X = pd.concat([X.select_dtypes(exclude='float64'), pd.DataFrame(codes, columns=feature_names).astype(int)], axis=1)
X.shape

Taking a look at one of the new columns, we can see it is no longer continuous.

In [None]:
X['ssc_p'].unique()

And this seriously cuts down on the number of unique values in our dataset.

In [None]:
X.nunique().array

Now we can create the Categorical Naive Bayes classifier based on these categories.

In [None]:
num_categories = X.nunique().array
clf = CategoricalNB(alpha=1, min_categories = num_categories)

Before we can feed this data into the categorical Naive Bayes algorithm (or pretty much any other classification algorithm), we need to convert any text data into numeric data.  There are a few common techniques for encoding.  The technique we will use for our dataset is called ordinal encoding.  What it does is convert strings to ordinal values for encoding.  For example, `gender` has two values, M and F.  Ordinal encoding will set one of these to 0 and the other to 1.  We need to do this for each of the non-numeric features. For the features we've already ordinally encoded, nothing will change.

In [None]:
enc = preprocessing.OrdinalEncoder()

X = enc.fit_transform(X)
X.shape

The `shape` here shows that we have the same number of rows as before (215) as well as the same number of columns (12).

In [None]:
X

By contrast, I'm going to perform a simple label encoding of the `status`.

In [None]:
le = preprocessing.LabelEncoder()
y = le.fit_transform(y)
y

In [None]:
X_train, X_test, y_train, y_test = train_test_split(X, y, test_size=0.30, random_state=1740)

In [None]:
X_train

Now let's train the model.

In [None]:
clf = clf.fit(X_train, y_train)

## How'd We Do?

Let's first use the `accuracy_score` method in sklearn to see just how well we did.

In [None]:
predicted = clf.predict(X_test)
accuracy_score(y_test, predicted)

Now let's review the confusion matrix and classification report.

In [None]:
confusion_matrix(y_test, predicted)

In [None]:
print(classification_report(y_test, predicted))

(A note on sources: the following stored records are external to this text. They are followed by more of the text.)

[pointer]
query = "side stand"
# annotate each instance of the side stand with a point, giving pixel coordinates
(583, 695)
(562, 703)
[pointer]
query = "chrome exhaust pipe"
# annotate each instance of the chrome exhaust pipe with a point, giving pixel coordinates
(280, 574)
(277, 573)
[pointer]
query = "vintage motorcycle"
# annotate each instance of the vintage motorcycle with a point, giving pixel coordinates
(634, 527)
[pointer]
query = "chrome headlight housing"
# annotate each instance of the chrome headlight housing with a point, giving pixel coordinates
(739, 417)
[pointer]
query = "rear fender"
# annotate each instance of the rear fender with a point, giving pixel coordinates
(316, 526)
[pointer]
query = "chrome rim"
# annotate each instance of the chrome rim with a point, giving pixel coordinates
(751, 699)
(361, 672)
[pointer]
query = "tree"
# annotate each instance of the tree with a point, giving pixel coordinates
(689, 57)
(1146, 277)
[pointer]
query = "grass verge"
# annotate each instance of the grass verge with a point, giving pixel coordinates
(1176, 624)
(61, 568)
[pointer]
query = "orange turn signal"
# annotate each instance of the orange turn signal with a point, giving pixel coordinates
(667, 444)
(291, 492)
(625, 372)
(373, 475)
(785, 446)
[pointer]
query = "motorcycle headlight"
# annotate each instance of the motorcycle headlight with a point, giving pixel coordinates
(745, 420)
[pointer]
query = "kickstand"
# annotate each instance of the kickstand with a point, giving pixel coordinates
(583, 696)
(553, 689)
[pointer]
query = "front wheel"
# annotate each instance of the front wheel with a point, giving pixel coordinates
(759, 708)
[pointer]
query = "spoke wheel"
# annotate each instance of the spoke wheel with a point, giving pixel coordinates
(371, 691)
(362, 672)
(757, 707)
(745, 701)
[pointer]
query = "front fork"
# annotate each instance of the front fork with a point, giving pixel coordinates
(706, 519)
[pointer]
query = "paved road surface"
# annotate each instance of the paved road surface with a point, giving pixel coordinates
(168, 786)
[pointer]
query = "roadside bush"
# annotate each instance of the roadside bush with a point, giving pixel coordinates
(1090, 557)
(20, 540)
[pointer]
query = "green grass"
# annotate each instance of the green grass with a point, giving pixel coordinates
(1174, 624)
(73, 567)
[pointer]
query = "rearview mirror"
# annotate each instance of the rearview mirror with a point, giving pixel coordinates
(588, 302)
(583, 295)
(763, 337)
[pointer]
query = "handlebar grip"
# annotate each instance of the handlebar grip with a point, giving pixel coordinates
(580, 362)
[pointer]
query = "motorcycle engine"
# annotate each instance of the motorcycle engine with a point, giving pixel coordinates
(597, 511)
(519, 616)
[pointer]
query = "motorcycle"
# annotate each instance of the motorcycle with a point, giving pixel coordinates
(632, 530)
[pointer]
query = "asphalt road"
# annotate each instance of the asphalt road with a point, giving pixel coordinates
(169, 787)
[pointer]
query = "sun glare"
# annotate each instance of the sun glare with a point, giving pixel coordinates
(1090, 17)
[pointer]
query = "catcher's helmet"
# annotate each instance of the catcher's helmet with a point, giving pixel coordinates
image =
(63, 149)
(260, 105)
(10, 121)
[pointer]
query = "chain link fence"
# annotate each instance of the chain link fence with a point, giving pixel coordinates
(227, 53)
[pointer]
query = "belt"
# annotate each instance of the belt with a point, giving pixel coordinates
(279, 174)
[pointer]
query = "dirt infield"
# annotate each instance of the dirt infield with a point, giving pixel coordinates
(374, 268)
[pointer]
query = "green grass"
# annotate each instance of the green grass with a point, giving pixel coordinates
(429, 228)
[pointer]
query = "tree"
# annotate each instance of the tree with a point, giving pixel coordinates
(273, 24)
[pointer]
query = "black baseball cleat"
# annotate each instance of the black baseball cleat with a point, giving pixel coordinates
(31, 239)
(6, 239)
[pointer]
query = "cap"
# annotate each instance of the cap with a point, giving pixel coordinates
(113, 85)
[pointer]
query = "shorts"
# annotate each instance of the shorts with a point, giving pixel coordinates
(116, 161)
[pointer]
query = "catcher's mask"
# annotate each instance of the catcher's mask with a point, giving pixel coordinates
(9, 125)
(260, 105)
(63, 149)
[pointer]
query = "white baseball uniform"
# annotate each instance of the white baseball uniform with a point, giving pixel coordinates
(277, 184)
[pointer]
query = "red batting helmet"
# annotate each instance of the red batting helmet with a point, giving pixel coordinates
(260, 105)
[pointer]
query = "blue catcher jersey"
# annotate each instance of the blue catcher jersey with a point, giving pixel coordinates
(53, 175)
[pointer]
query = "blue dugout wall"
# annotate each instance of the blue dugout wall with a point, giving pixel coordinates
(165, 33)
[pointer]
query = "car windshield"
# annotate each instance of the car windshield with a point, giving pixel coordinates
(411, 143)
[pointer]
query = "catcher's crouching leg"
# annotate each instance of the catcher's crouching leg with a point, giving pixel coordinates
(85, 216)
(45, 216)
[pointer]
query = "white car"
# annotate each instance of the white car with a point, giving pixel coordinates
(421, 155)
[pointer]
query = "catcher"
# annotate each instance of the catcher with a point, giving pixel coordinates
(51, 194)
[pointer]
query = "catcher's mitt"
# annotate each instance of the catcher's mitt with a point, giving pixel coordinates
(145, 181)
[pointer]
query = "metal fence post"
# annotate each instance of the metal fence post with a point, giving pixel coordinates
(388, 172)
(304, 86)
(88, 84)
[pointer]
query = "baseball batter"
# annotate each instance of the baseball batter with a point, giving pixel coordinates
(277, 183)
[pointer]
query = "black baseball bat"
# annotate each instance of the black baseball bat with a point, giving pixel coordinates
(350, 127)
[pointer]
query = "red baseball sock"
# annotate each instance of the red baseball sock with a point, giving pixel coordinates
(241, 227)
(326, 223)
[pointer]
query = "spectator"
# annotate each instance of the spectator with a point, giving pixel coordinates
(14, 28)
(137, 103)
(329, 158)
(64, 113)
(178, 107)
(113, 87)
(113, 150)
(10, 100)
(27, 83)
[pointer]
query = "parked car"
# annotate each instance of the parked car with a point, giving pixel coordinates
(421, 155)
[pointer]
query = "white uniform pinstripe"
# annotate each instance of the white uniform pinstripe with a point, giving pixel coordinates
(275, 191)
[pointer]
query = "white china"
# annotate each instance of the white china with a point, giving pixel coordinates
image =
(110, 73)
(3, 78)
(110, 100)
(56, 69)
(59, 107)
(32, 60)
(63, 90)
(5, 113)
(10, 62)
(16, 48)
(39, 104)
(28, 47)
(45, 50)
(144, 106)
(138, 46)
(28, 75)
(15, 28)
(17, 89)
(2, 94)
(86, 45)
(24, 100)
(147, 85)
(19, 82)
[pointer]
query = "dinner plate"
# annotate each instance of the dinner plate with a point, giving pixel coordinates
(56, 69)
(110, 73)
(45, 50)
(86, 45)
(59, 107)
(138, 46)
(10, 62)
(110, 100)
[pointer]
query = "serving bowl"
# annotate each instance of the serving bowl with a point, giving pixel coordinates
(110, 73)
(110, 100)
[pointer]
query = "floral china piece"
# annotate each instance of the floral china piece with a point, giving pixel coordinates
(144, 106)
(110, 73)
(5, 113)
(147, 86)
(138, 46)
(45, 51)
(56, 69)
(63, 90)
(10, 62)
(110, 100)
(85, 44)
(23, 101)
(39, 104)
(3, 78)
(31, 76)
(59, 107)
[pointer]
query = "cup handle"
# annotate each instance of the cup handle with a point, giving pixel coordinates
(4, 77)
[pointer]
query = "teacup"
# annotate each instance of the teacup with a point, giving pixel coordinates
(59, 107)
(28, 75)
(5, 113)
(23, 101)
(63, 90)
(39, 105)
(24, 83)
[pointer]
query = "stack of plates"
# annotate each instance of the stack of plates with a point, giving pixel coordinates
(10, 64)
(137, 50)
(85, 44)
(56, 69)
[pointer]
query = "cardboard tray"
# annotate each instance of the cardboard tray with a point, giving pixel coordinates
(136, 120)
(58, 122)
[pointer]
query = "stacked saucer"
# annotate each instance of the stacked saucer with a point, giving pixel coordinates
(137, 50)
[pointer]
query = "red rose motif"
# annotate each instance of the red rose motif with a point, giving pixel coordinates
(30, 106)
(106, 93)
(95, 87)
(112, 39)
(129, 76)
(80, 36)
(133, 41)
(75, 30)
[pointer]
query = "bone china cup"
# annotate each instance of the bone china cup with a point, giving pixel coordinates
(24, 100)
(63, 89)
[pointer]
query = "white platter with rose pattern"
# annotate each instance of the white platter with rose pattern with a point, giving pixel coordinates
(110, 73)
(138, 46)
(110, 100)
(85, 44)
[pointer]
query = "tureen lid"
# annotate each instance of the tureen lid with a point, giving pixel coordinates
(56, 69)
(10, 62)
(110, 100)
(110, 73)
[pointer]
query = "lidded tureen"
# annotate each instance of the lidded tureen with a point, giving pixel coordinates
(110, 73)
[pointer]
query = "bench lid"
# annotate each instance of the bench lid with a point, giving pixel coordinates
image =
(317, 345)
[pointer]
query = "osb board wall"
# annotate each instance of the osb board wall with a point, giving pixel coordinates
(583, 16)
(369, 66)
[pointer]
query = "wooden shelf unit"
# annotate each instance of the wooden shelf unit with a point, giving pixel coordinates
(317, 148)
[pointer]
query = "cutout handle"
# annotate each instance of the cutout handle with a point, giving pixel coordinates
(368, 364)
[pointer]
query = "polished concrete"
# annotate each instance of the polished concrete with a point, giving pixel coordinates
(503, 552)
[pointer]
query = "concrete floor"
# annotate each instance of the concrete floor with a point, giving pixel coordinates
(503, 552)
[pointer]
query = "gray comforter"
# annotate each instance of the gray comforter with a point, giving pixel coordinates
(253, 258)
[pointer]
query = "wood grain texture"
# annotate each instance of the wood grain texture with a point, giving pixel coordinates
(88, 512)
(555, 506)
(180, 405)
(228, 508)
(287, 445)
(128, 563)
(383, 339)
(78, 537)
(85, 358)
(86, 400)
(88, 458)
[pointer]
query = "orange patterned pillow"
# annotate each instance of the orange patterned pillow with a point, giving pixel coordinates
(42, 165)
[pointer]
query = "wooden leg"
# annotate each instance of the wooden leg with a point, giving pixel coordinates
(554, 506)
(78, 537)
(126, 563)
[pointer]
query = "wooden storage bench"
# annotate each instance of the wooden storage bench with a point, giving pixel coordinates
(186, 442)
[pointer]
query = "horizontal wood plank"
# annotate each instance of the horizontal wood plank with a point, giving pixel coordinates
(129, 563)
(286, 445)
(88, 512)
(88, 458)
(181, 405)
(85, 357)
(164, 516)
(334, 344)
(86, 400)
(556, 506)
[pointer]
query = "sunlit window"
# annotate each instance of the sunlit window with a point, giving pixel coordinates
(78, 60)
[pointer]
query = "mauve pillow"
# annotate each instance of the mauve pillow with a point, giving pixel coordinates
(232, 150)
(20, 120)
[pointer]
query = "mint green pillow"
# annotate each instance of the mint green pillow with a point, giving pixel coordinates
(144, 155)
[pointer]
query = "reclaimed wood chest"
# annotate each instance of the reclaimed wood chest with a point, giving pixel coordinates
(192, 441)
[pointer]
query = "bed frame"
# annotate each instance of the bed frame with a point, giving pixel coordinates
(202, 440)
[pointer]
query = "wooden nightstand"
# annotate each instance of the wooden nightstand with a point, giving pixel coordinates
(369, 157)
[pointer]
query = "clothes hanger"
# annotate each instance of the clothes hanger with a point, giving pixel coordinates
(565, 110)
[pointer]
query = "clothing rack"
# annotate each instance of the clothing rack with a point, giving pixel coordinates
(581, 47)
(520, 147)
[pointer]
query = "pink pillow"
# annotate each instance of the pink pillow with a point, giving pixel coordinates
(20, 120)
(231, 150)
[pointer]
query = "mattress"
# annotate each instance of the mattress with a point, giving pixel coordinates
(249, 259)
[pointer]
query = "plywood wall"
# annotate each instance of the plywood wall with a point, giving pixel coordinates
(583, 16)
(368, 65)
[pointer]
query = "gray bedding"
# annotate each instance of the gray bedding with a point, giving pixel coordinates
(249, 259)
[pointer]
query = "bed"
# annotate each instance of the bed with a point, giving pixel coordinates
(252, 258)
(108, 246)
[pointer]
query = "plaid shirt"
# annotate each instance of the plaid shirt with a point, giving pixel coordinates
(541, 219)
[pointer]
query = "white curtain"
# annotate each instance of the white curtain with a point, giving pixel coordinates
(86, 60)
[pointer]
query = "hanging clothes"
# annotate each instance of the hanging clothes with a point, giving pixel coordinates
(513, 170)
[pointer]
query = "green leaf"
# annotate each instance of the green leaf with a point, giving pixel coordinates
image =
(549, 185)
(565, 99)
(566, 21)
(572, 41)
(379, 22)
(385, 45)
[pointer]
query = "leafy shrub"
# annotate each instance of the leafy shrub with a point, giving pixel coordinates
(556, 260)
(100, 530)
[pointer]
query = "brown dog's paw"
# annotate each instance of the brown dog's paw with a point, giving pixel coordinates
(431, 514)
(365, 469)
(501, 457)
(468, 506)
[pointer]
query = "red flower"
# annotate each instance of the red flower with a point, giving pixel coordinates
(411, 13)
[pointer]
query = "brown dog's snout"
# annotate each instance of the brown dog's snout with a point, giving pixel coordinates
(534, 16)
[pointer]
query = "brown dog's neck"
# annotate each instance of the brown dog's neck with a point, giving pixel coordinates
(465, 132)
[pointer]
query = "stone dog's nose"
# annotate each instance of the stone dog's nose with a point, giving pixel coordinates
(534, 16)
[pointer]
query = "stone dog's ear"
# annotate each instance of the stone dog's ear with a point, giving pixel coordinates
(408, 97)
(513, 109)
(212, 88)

Let's compare this to the rest of the group:

|Case|kNN|XGBoost|Logistic Regression|Naive Bayes|
|----|---|-------|-------------------|-----------|
|True Negative|13|18|17|15|
|False Positive|8|3|4|6|
|False Negative|4|5|6|5|
|True Positive|40|39|38|39|

Compared to kNN, Naive Bayes did a little better at indicating when a person would not be placed after graduation. It did slightly worse at picking out the students who would receive placements. Its accuracy is right in line with these other algorithms.

As a side note, if we did not discretize our dataset and simply ran `CategoricalNB()` on our continuous data, the accuracy would drop by about 8%, leading us to rather different conclusions.